This efficient procedure leverages dynamic memory allocation, careful counting of character frequencies, and iterative building of the sequence string. Each step carefully builds upon the last, ensuring that the sequence is correctly formed for each integer increment up to the desired length. Memory management is crucial as each iteration involves freeing and reallocating memory to avoid leaks.

js
var countSaySequence = function (sequenceNumber) {
    let current = "1";
    for (let index = 2; index <= sequenceNumber; index++) {
        let nextSeq = "";
        const sequencePattern = /(.)\1*/g;
        let patternMatch;
        while ((patternMatch = sequencePattern.exec(current)) !== null) {
            nextSeq += patternMatch[0].length.toString() + patternMatch[1];
        }
        current = nextSeq;
    }
    return current;
};

The "Count and Say" problem involves generating a sequence where each term describes the count of each group of consecutive digits in the previous term. The solution provided is a JavaScript function that computes the sequence up to the desired term number. Follow these steps within the code to understand how it achieves this:

  • Initialize current as the starting sequence string "1".
  • Use a loop starting from 2 up to the given sequenceNumber. This loop iterates through each sequence number counting and saying based on current.
  • Inside the loop, create an empty string nextSeq that builds the next sequence.
  • Define a regular expression sequencePattern = /(.)\1*/g to match groups of consecutive identical digits.
  • Utilize a while loop to process matches found by executing the regex pattern on current. This loop continues until no more matches exist.
  • For each match found, append to nextSeq the length of the consecutive digits (number of repeats) followed by the digit itself.
  • Assign nextSeq to current after processing all groups of digits for the current sequence.
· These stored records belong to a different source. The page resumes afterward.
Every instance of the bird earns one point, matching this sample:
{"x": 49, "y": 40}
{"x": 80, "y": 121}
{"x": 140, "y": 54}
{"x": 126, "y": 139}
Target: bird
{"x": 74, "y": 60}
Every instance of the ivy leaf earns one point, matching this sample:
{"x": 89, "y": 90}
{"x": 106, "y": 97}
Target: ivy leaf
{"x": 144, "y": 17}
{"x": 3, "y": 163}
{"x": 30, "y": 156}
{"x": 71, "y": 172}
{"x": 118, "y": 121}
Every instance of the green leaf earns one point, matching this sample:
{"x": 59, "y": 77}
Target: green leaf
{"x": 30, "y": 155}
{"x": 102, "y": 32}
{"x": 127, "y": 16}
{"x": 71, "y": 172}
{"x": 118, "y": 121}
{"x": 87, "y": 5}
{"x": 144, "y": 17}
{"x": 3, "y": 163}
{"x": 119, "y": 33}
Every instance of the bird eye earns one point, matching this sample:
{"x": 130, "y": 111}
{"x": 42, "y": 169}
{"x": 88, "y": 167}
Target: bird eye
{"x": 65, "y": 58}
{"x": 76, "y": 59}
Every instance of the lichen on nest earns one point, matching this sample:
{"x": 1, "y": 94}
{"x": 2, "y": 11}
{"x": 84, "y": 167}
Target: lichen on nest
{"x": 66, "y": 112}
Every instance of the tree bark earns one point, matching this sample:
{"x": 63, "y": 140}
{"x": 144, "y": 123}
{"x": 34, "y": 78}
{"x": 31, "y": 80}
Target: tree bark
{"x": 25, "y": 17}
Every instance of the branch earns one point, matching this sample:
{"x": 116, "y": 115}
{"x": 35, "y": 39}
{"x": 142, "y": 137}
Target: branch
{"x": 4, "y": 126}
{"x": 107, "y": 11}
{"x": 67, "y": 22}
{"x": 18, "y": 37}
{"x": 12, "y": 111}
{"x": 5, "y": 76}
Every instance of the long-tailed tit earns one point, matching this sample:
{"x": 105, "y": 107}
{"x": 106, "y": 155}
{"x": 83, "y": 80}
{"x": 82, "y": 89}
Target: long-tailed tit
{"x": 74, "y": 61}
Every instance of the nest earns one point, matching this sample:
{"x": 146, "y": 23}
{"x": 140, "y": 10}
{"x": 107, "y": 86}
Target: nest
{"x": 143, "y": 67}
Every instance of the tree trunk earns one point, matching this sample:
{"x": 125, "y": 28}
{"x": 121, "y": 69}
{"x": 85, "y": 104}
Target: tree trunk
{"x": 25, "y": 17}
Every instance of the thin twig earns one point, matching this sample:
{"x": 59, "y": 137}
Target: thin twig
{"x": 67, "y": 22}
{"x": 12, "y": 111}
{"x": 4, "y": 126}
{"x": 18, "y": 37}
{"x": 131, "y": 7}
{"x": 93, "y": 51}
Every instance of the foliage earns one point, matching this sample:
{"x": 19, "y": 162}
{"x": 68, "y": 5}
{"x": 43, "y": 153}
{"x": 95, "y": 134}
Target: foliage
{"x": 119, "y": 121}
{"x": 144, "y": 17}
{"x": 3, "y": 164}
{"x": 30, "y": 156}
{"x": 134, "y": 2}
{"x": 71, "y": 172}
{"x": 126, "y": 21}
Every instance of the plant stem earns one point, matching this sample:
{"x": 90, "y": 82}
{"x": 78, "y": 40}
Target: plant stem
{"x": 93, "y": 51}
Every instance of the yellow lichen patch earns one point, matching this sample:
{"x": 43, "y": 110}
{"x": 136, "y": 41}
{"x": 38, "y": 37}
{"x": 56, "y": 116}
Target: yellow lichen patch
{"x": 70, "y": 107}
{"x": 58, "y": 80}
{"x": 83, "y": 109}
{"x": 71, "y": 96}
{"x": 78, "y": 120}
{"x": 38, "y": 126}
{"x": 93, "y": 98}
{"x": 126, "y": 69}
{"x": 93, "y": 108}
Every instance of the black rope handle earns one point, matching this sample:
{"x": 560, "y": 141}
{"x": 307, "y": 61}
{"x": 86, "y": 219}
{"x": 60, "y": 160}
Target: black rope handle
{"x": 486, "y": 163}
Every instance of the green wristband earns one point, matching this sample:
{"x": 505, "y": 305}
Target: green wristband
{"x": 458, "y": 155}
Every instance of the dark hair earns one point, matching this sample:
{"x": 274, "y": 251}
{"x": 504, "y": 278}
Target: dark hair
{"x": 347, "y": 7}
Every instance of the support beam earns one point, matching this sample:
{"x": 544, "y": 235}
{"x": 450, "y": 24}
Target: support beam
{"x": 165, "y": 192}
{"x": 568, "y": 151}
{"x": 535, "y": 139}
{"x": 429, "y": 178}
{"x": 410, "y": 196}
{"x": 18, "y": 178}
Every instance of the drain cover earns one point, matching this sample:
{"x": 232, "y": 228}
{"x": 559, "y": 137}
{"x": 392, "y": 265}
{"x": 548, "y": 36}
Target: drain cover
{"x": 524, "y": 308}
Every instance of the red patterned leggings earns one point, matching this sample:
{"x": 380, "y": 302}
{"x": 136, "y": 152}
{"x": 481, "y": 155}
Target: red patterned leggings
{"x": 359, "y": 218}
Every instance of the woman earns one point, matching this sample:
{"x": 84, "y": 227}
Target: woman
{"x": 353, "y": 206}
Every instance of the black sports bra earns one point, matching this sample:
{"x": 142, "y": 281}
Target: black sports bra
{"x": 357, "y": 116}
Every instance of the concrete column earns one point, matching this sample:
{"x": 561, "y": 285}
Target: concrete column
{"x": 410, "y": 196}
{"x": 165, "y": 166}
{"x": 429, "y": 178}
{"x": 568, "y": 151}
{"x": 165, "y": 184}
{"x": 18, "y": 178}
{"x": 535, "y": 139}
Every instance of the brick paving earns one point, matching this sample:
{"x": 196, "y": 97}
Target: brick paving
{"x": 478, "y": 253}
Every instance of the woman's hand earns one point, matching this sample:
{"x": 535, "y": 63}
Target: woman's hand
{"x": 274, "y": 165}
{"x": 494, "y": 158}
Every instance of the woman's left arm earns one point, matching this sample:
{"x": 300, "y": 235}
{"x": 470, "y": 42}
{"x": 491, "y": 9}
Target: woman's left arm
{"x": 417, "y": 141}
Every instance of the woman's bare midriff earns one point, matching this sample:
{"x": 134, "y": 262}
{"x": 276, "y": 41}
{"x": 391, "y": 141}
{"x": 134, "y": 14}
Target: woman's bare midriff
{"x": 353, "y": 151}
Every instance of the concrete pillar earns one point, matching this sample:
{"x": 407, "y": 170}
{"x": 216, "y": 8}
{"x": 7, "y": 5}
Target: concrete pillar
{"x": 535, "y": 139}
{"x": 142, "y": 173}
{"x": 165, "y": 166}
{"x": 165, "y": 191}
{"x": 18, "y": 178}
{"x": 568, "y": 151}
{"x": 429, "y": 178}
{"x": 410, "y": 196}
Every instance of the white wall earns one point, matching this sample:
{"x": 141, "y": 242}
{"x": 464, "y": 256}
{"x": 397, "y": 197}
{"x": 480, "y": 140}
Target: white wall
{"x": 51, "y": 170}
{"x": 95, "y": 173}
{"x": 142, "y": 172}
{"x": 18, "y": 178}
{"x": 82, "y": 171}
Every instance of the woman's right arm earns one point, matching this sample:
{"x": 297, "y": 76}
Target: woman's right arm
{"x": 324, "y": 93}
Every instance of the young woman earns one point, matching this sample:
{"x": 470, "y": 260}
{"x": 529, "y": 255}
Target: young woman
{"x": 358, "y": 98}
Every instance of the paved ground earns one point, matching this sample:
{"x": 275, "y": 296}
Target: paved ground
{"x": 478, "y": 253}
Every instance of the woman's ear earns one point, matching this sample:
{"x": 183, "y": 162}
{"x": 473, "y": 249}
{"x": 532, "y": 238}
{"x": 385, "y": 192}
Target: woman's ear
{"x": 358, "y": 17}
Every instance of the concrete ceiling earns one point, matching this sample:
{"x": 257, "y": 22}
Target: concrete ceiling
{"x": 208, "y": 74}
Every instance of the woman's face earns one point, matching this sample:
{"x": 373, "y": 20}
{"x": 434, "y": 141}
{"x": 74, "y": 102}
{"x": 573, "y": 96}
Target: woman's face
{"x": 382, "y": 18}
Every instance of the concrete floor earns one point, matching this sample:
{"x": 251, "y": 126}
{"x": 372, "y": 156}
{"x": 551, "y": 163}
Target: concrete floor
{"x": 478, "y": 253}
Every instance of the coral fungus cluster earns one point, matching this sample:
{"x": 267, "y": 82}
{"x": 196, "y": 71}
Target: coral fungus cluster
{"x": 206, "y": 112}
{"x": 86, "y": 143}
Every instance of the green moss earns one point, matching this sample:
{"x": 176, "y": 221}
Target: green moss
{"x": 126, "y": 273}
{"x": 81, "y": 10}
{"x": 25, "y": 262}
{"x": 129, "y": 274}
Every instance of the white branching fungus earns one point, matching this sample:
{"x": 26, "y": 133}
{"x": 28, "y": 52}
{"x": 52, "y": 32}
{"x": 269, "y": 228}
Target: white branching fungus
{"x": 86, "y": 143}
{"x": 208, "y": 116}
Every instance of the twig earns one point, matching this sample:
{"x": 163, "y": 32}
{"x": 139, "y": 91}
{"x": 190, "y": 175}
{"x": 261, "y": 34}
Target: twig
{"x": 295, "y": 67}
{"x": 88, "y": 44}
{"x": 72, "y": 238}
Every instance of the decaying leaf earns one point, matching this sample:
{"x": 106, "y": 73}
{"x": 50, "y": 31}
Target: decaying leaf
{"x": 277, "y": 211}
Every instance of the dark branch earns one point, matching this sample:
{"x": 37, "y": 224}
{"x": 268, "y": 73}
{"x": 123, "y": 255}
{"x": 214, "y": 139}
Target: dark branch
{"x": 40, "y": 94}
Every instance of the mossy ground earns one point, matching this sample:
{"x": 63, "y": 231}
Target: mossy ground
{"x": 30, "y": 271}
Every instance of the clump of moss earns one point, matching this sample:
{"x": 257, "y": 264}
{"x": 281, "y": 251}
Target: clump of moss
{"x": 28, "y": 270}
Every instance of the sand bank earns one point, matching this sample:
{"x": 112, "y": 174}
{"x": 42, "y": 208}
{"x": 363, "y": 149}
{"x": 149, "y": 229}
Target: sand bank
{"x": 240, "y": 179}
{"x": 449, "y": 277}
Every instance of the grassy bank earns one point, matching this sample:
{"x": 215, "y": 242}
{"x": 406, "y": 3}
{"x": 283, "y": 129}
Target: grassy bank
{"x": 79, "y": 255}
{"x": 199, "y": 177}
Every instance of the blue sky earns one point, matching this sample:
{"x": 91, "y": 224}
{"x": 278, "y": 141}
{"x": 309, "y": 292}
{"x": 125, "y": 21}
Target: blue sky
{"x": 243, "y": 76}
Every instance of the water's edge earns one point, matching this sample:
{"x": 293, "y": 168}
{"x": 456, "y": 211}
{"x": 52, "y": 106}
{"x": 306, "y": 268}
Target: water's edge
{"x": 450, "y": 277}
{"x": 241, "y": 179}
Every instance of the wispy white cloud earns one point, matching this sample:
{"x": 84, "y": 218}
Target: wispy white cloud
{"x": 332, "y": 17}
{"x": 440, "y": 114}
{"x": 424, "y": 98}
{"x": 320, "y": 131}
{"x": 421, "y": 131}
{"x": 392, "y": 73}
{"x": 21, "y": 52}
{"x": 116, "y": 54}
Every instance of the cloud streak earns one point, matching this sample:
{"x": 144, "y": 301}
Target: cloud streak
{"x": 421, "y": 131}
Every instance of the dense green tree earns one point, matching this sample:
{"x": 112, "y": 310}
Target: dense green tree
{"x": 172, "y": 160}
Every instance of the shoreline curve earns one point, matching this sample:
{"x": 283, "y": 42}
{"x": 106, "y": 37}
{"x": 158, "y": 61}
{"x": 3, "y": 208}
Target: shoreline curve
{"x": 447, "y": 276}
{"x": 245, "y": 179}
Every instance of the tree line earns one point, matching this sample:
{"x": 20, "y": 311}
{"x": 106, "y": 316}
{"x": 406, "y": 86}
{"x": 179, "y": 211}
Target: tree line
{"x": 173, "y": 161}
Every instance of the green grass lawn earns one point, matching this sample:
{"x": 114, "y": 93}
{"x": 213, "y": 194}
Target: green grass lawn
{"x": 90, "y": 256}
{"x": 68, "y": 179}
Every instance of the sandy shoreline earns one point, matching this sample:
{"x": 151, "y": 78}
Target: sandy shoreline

At the end of the function, return current which contains the desired count and say sequence for the specified term number.

Remember to:

  • Ensure the input sequenceNumber is a positive integer greater than 0 to avoid errors or unexpected behaviors.
  • Observe how the regular expression effectively identifies and groups the recurring digits, which is pivotal for constructing the sequence.
  • Keep in mind that the output sequence’s length grows exponentially as sequenceNumber increases, thus managing larger values might impact performance.
python
class Solution:
    def compute_sequence(self, num: int) -> str:
        current = "1"
        for _ in range(num - 1):
            current = re.sub(
                r"(.)\1*", lambda match: str(len(match.group(0))) + match.group(1), current
            )
        return current

The provided Python solution addresses the "Count and Say" problem by utilizing regular expressions to generate sequential terms. The solution class, named Solution, contains the method compute_sequence, which takes an integer num as the input and returns the num-th term of the Count and Say sequence as a string.

Follow these steps to understand the solution:

  1. Initialize a variable current with the string "1", which is the base case of the sequence.
  2. Iterate num - 1 times to generate the sequence up to the desired term.
  3. In each iteration, use a regular expression to group consecutive identical characters in the current string.
  4. Replace each group with the count of characters in the group followed by the character itself, using re.sub() function.
  5. The lambda function in re.sub() computes the replacement string for each match, concatenating the length of the match and the matched character.
  6. After completing all iterations, the function returns the final value of current representing the num-th term of the sequence.

This solution efficiently constructs each term by building upon the previous term, iterating through the sequence only as many times as required, making it scalable for larger inputs.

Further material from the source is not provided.